When I reached the stretch of steep, open rock, I negotiated it ever-so-slowly (can’t afford a mistake here), then turned the rocky rib, crossed the ledge and re-entered hell on earth. The next photo is an attempt to show you my route across the slope and through the vegetation. The yellow line shows the route across the quarter-mile of hell – it drops way down, then up again, and it stops at the notch.
It was no less quick or easy to re-gain the notch, but finally, covered in dirt and scratches, I could look down into the gloom of the canyon below. The drop down from the notch was trickier than I remembered – maybe I was just getting tired. As I re-entered the perpetual shade, I was almost glad to be back in the tangle of growth, because I knew it was all downhill and straightforward from here. Here’s a look back up the canyon – it’s solid bushwhacking all the way up. See the big sugar-loaf rock in the middle of the canyon? My route went to the left of it.
Passing the pelvis, I knew I was almost back at Arch Canyon. Then, in the full light of the afternoon sun, what to my wondering eyes should appear but this spire, towering over the canyon floor. I hadn’t noticed it in the early-morning gloom, so focused was I on the climb up the canyon itself. Sweet Jesus, this thing was outrageous!! If you look carefully part way up the right side, that is a mature saguaro. I estimate that on its left (west) side, this spire towers a minimum of 350 feet from its base, and it could be another 100 feet or more than that. Now there’s a project for all the rock-jocks out there.
Here’s a view from down in the main part of Arch Canyon. It looks east up to the spine of the ridge heading north from Mount Ajo itself. All those crags are over 4,000 feet elevation.

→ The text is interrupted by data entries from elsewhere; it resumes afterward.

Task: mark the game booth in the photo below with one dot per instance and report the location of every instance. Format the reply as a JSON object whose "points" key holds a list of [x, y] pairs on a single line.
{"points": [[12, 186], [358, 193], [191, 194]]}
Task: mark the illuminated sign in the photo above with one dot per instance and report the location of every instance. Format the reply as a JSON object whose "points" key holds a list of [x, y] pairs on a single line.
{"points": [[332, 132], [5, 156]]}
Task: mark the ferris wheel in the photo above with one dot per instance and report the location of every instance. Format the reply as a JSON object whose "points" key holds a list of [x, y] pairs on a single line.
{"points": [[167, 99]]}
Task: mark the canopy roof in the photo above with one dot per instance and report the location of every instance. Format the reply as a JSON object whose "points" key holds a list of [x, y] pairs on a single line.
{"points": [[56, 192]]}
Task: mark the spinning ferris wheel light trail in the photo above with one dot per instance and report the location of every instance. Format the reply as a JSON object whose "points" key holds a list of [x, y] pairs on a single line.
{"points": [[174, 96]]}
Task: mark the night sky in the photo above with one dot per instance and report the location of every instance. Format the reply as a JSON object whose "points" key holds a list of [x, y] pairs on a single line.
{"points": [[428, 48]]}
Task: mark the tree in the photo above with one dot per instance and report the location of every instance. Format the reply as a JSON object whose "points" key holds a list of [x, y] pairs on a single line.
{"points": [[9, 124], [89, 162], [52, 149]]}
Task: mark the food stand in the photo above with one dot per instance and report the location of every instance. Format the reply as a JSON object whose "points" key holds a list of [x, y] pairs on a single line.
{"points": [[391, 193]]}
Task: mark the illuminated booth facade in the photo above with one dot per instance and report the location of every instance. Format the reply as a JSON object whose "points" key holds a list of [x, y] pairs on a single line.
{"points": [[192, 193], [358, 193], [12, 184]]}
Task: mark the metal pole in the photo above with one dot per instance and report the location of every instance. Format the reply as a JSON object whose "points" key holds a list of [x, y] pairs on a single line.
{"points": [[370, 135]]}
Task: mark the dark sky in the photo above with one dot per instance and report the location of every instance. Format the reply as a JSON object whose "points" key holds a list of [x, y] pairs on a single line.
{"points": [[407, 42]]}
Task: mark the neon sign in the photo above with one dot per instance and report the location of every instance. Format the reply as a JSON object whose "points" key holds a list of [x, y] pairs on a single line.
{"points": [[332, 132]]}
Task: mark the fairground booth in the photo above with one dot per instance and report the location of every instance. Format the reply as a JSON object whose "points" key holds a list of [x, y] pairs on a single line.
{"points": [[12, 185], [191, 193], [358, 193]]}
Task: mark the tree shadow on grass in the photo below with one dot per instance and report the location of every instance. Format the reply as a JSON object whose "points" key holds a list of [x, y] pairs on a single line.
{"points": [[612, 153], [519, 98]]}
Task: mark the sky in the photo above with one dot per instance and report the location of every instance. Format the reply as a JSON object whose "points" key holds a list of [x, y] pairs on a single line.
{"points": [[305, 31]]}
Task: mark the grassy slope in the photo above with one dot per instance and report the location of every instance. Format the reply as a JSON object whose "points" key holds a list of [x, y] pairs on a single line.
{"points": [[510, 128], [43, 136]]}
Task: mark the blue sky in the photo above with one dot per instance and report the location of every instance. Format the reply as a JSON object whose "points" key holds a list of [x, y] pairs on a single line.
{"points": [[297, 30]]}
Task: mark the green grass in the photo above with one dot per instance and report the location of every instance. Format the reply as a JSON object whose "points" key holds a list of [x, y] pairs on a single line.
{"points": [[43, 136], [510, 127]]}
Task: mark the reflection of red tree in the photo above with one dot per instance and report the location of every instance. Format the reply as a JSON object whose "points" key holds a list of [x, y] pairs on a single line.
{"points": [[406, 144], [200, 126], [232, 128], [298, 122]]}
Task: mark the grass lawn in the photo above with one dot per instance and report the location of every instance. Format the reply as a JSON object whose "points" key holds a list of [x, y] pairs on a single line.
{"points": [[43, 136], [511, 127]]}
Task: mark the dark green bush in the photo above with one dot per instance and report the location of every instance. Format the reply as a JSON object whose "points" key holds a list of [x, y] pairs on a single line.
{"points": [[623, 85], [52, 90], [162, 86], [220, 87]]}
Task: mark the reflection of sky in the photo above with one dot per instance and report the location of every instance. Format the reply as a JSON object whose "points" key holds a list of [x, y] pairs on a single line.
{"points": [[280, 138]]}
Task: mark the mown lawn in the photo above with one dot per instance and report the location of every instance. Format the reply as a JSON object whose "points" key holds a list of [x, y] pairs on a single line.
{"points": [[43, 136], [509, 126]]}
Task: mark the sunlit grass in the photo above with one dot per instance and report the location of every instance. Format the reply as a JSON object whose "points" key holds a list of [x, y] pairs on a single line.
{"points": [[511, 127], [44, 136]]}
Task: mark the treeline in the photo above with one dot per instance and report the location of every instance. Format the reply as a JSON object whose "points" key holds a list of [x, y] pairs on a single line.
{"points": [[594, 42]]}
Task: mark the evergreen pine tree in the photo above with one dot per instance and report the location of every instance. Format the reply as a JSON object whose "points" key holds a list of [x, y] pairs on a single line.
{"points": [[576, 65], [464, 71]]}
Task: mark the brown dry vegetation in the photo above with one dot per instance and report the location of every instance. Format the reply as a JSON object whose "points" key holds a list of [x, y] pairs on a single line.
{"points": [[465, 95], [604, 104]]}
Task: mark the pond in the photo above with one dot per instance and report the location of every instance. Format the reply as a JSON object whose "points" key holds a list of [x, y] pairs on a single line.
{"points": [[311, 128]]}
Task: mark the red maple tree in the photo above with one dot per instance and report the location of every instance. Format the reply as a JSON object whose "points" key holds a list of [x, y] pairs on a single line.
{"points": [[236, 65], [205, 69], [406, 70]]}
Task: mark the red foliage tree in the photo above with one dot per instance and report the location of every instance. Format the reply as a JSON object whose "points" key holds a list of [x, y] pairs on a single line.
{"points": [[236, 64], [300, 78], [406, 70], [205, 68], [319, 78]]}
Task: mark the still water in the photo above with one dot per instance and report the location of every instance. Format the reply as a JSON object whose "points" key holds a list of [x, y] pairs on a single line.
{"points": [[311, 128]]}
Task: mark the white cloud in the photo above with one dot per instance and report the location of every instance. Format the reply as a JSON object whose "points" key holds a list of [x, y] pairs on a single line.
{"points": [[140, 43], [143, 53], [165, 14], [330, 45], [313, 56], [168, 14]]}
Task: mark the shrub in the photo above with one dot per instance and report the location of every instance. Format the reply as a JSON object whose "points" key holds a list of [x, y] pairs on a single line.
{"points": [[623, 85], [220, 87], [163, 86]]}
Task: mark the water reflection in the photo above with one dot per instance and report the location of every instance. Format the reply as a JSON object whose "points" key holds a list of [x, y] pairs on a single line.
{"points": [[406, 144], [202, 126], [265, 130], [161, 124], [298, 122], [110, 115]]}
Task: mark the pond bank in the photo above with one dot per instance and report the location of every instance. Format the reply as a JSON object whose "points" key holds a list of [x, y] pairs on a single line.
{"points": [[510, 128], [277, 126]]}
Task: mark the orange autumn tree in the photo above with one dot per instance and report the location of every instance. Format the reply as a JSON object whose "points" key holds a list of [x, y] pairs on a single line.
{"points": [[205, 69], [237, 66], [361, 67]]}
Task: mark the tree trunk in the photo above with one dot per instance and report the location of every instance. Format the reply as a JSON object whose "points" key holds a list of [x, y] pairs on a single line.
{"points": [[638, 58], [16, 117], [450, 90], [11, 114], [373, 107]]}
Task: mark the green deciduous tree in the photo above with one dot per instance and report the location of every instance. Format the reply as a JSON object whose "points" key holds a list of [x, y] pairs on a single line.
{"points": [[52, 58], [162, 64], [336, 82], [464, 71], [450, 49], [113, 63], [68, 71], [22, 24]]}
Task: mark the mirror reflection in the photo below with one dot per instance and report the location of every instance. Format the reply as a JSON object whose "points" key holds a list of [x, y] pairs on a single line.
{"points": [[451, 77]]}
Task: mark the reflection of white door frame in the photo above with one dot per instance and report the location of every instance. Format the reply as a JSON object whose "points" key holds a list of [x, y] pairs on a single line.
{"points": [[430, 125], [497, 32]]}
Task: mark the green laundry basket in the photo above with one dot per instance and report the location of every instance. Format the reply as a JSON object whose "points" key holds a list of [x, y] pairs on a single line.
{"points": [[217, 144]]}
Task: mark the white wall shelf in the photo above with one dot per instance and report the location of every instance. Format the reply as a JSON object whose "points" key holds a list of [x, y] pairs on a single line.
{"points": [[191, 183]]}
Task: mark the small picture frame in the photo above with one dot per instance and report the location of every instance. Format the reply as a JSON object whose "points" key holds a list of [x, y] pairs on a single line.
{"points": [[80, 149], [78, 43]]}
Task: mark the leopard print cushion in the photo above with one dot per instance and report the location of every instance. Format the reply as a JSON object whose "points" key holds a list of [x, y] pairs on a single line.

I wound my way back down this main branch of Arch Canyon, sadly littered with the cast-offs of border-crossers, and arrived at the parking area by the picnic site. I changed into cleaner clothes and realized it had taken over nine hours for my little outing. As I write this, two days later, my arms and legs are covered with cuts and bruises (it looks like weasels ripped my flesh) and I ache all over. Peak 4740 is not for the faint of heart. If there’s an easier way up it, I’d like to know.
Here are a few photos of the canyon’s namesake arch, actually a double, seen to advantage from the trailhead.
Two hours later, I was back at my camp in Alamo Canyon, where I met Dave. We started to talk, and when I asked him where he was from, he pointed to his motorcycle. He then explained that he had no house on the hill, no trophy wife and no big retirement account. Rather, for the past 16 years he had traveled around on his bike, camping out and seeing the sights, beholden to no one, and said that if he had to do it all over again, he wouldn’t change a thing. An interesting philosophy, for sure. In my climbing life, I’ve always felt that I’ve got to go for the goals that matter to me, and to do it with gusto. As my favorite wordsmith, Bobby Dylan, says “He not busy being born is busy dying”. Words to live by.
Here’s a bit of an update on the pelvis. I contacted the authorities at Organ Pipe Cactus National Monument, and they went out and examined the site. They were unable to find any other remains in the immediate vicinity. They had no open cases regarding missing people in the area, so the possibility of it being a migrant death is strong. As far as their age, it’s incredibly hard to say and really depends on how long the bones were out in the open, what their environment of original deposition was and what scattering events occurred. Also, the primary management of the case has been turned over to Pima County.